The Maroon reported today that the University has agreed to compensate students living in Pierce Tower. Housing Administrators responded to residents’ outrage over living conditions in the building by replacing the furniture, paint, and carpeting over spring break and plan to make major facilities improvements over the summer. On top of these renovations, each of the four houses in Pierce was given $25,000, effective immediately, with each resident receiving a $500 credit usable at campus bookstores. While Pierce residents are right to feel vindicated, the University’s decision to assuage students monetarily sets a somewhat risky precedent and is an insubstantial gesture given the scale and nature of the problem.
The value of compensation per resident is about $850, which is the approximate cost of a Pierce room for one month. Although this compensation has been provided to redress student anger at Pierce’s relative state of disrepair, physical comfort is not the only aspect of life in Pierce that has suffered. One cannot help but think this gesture, in part, assigns a monetary value to the kind of good housing experience the University promotes, yet feels Pierce students have lost out on. The decision to remunerate those unhappy with housing therefore sets a troubling precedent for any similar problems which may arise in the future. Given the University’s negligence of Pierce, there is little evidence to suggest it will steer clear of all such issues down the road. The messy issue of assigning monetary values to housing grievances is now a possibility.
The University also said yesterday that Pierce will remain open next year. Prior to this announcement, it was mooted that Pierce houses might be transferred wholesale to other residence halls—namely, I-House or New Graduate Residence Hall. While it is at least positive that Administrators have revealed a short-term answer to the question of what the future holds for Pierce, students are still left wondering whether the dorm will be around in the coming years. The University, with its continued lack of answers and unwise decision to put a dollar value on how sorry it is, has lost sight of what should be its real focus: re-instilling trust in its house system. If anything, these solutions are even more unsettling, as they perpetuate the sense that the Housing office would rather throw money at problems after they occur than work proactively on long-term maintenance issues.

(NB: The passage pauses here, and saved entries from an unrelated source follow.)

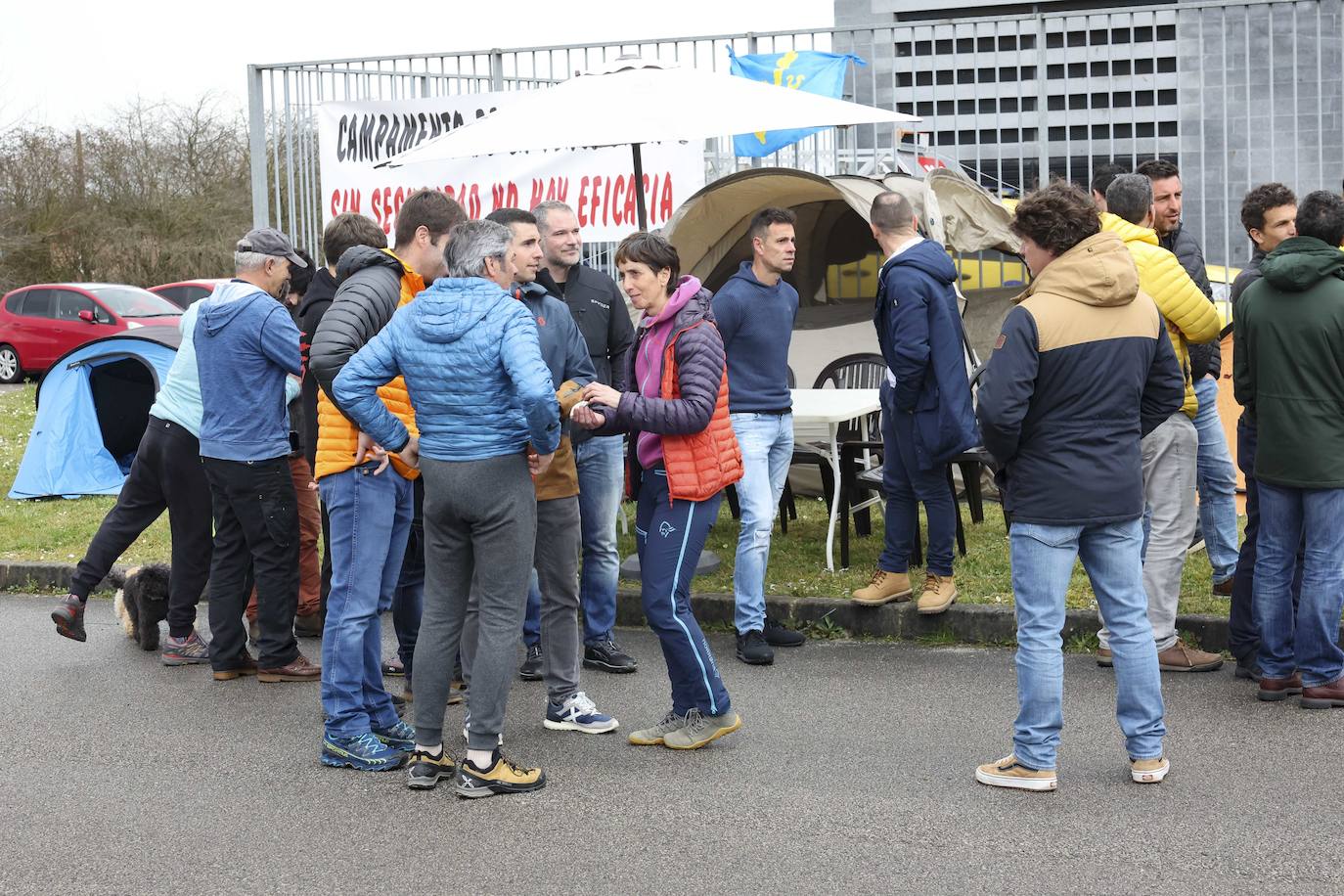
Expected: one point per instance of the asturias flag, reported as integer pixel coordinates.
(822, 72)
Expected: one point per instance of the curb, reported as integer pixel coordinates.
(963, 622)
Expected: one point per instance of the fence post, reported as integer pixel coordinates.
(257, 147)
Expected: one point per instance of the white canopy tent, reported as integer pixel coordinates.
(639, 101)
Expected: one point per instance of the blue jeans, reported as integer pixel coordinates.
(669, 538)
(601, 464)
(1042, 563)
(1308, 644)
(766, 442)
(1217, 481)
(370, 520)
(906, 485)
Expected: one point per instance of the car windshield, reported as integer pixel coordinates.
(130, 301)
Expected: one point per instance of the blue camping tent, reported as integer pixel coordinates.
(93, 406)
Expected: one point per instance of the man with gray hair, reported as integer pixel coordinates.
(600, 309)
(246, 345)
(1170, 450)
(488, 421)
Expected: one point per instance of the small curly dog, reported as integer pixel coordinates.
(141, 602)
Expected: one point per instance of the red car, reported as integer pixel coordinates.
(40, 323)
(189, 291)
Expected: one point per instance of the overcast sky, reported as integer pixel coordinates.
(65, 64)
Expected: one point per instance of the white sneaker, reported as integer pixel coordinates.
(578, 713)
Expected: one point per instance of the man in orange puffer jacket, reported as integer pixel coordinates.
(369, 507)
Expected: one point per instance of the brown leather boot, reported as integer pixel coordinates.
(1181, 657)
(940, 593)
(300, 669)
(883, 589)
(1324, 696)
(1275, 690)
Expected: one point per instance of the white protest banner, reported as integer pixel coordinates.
(597, 183)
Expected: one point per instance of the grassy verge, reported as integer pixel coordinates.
(60, 529)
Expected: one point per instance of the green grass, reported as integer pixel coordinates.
(60, 529)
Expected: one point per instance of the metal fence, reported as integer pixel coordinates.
(1235, 92)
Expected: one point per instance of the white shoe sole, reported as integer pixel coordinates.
(1015, 782)
(1149, 777)
(588, 730)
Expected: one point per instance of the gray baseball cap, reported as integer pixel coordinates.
(268, 241)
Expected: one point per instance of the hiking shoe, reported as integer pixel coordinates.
(362, 752)
(502, 777)
(531, 668)
(1181, 657)
(68, 618)
(244, 665)
(399, 737)
(578, 713)
(779, 636)
(753, 649)
(1322, 696)
(940, 593)
(884, 587)
(1009, 773)
(654, 735)
(1148, 771)
(700, 730)
(309, 626)
(1276, 690)
(184, 651)
(606, 655)
(300, 669)
(424, 770)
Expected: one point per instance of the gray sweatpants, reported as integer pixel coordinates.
(480, 524)
(557, 561)
(1170, 457)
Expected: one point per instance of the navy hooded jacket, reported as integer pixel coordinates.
(919, 334)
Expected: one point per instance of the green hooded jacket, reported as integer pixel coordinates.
(1287, 364)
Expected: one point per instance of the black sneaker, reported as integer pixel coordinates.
(777, 636)
(606, 655)
(68, 618)
(753, 649)
(531, 668)
(424, 770)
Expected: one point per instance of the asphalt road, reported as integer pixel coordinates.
(852, 774)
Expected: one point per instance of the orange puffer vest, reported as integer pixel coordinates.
(701, 464)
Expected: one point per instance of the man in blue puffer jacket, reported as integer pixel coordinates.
(487, 413)
(926, 411)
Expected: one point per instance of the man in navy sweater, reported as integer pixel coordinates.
(755, 310)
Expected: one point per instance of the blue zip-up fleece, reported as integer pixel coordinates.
(246, 342)
(471, 362)
(919, 332)
(1081, 373)
(755, 323)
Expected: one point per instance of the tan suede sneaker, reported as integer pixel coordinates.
(1148, 771)
(883, 589)
(940, 593)
(1009, 773)
(1181, 657)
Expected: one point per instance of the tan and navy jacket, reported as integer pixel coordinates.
(1081, 373)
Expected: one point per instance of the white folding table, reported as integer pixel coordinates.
(818, 416)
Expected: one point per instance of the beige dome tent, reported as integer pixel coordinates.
(837, 258)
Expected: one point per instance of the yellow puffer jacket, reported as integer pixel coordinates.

As a new set of admitted students prepares to matriculate in the fall, the University should do all it can to restore faith in housing. Administrators should be open and expeditious about formulating their plans for on-campus housing after Pierce, whatever they involve. If the University can demonstrate a commitment to the quality of housing by showing not only that the Pierce fiasco will not be replicated, but also that there is a suitable plan in place for future housing construction, it will go a long way toward fixing a problem that can’t be swept aside for the price of a few textbooks.